How to Make Your Approximation Algorithm Private: A Black-Box Differentially-Private Transformation for Tunable Approximation Algorithms of Functions with Low Sensitivity

We develop a framework for efficiently transforming certain approximation algorithms into differentially-private variants, in a black-box manner. Our results focus on algorithms A that output an approximation to a function f of the form $(1-a)f(x)-k <= A(x) <= (1+a)f(x)+k$, where 0<=a <1 is a parameter that can be``tuned" to small-enough values while incurring only a poly blowup in the running time/space. We show that such algorithms can be made DP without sacrificing accuracy, as long as the function f has small global sensitivity. We achieve these results by applying the smooth sensitivity framework developed by Nissim, Raskhodnikova, and Smith (STOC 2007). Our framework naturally applies to transform non-private FPRAS (resp. FPTAS) algorithms into $(\epsilon,\delta)$-DP (resp. $\epsilon$-DP) approximation algorithms.
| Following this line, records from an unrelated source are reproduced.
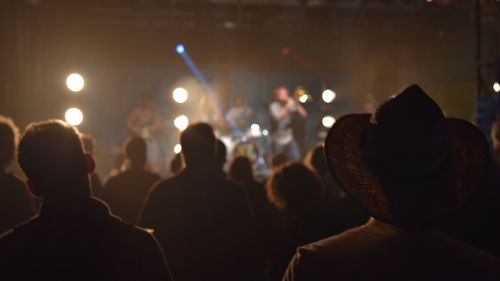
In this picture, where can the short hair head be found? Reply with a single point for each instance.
(9, 134)
(136, 151)
(278, 160)
(281, 93)
(198, 144)
(176, 164)
(51, 155)
(88, 143)
(241, 170)
(294, 188)
(221, 154)
(316, 160)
We apply our framework in the context of sublinear-time and sublinear-space algorithms, while preserving the nature of the algorithm in meaningful ranges of the parameters. Our results include the first (to the best of our knowledge) $(\epsilon,\delta)$-edge DP sublinear-time algorithm for estimating the number of triangles, the number of connected components, and the weight of a MST of a graph, as well as a more efficient algorithm (while sacrificing pure DP in contrast to previous results) for estimating the average degree of a graph. In the area of streaming algorithms, our results include $(\epsilon,\delta)$-DP algorithms for estimating L_p-norms, distinct elements, and weighted MST for both insertion-only and turnstile streams. Our transformation also provides a private version of the smooth histogram framework, which is commonly used for converting streaming algorithms into sliding window variants, and achieves a multiplicative approximation to many problems, such as estimating L_p-norms, distinct elements, and the length of the longest increasing subsequence.